Несмотря на все события этого тяжелейшего дня, Мэри удалось заснуть. Дав волю давно сдерживаемым чувствам, она изнемогла от слез, и потому ночью ее не тревожили кошмары. Мэри разбудил приход Клер.

Горничная поставила тяжелый поднос на столик у кровати, раздвинула шторы, и яркий свет, хлынувший в комнату, дал понять, что день давно наступил.

– Доброе утро, ваша светлость, – произнесла Клер и неловко присела, опасаясь выронить хрупкую чашечку севрского фарфора или расплескать ее содержимое. На минуту незнакомая обстановка ошеломила Мэри, но, услышав голос девушки, она все вспомнила.

Она очутилась в замке Вейл! Она – герцогиня Вейл! Об этом титуле Мэри никогда не мечтала, даже после того, как узнала о гибели брата и отца Ника. Ради сына она охотно отказалась бы от титула и состояния.

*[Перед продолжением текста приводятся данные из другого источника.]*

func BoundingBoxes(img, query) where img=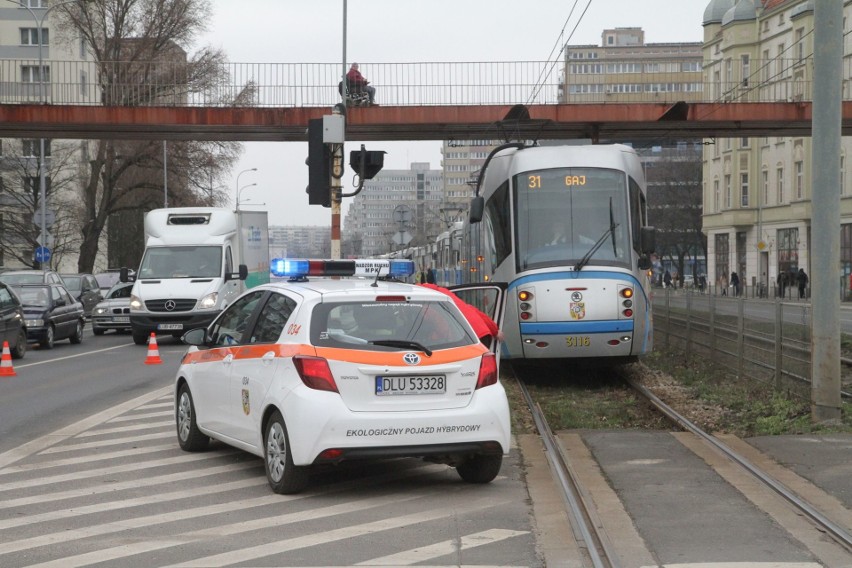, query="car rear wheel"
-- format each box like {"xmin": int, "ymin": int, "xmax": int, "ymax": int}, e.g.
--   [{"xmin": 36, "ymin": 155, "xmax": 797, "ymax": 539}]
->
[
  {"xmin": 68, "ymin": 320, "xmax": 83, "ymax": 345},
  {"xmin": 456, "ymin": 454, "xmax": 503, "ymax": 483},
  {"xmin": 263, "ymin": 410, "xmax": 308, "ymax": 495},
  {"xmin": 39, "ymin": 325, "xmax": 56, "ymax": 349},
  {"xmin": 11, "ymin": 329, "xmax": 27, "ymax": 359},
  {"xmin": 175, "ymin": 384, "xmax": 210, "ymax": 452}
]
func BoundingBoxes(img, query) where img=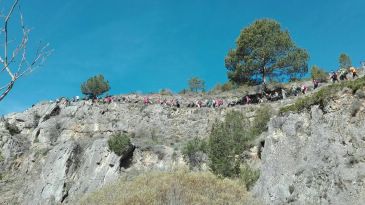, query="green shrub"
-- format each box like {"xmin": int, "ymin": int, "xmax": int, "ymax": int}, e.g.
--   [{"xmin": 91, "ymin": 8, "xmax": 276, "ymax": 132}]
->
[
  {"xmin": 182, "ymin": 138, "xmax": 208, "ymax": 168},
  {"xmin": 81, "ymin": 75, "xmax": 110, "ymax": 99},
  {"xmin": 5, "ymin": 120, "xmax": 20, "ymax": 135},
  {"xmin": 108, "ymin": 133, "xmax": 132, "ymax": 156},
  {"xmin": 208, "ymin": 122, "xmax": 239, "ymax": 177},
  {"xmin": 240, "ymin": 163, "xmax": 260, "ymax": 190},
  {"xmin": 208, "ymin": 109, "xmax": 271, "ymax": 177},
  {"xmin": 350, "ymin": 100, "xmax": 362, "ymax": 117},
  {"xmin": 311, "ymin": 66, "xmax": 328, "ymax": 82},
  {"xmin": 208, "ymin": 111, "xmax": 252, "ymax": 177}
]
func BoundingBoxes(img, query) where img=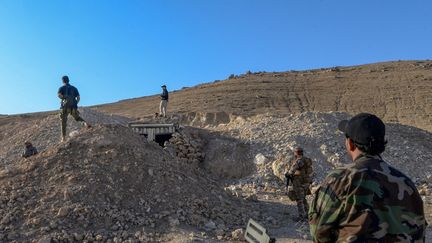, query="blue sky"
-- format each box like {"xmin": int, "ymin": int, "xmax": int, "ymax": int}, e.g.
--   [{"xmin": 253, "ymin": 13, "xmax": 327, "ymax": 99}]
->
[{"xmin": 0, "ymin": 0, "xmax": 432, "ymax": 114}]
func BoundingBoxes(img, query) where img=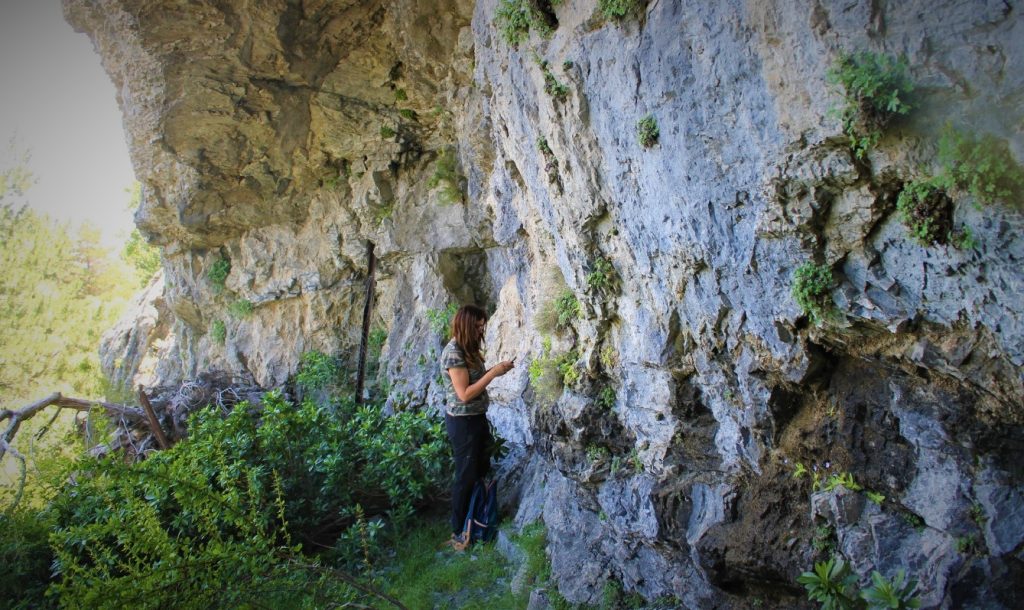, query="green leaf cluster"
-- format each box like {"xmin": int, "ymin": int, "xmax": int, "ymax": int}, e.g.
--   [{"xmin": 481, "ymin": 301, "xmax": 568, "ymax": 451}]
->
[
  {"xmin": 495, "ymin": 0, "xmax": 561, "ymax": 47},
  {"xmin": 637, "ymin": 115, "xmax": 660, "ymax": 148},
  {"xmin": 939, "ymin": 125, "xmax": 1024, "ymax": 207},
  {"xmin": 793, "ymin": 262, "xmax": 835, "ymax": 323},
  {"xmin": 426, "ymin": 303, "xmax": 459, "ymax": 341},
  {"xmin": 44, "ymin": 393, "xmax": 451, "ymax": 608},
  {"xmin": 826, "ymin": 51, "xmax": 913, "ymax": 159},
  {"xmin": 427, "ymin": 146, "xmax": 462, "ymax": 204},
  {"xmin": 797, "ymin": 557, "xmax": 921, "ymax": 610}
]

Приняв чашку из рук Клер, она с наслаждением вдохнула аромат шоколада, отпила глоток и, как бывало каждое утро, задумалась о том, что сейчас делает Ричард. Теперь о ее сыне заботятся другие люди. Мэри ежедневно молилась о том, чтобы им хватило доброты и терпения выдержать бесконечные вопросы мальчика.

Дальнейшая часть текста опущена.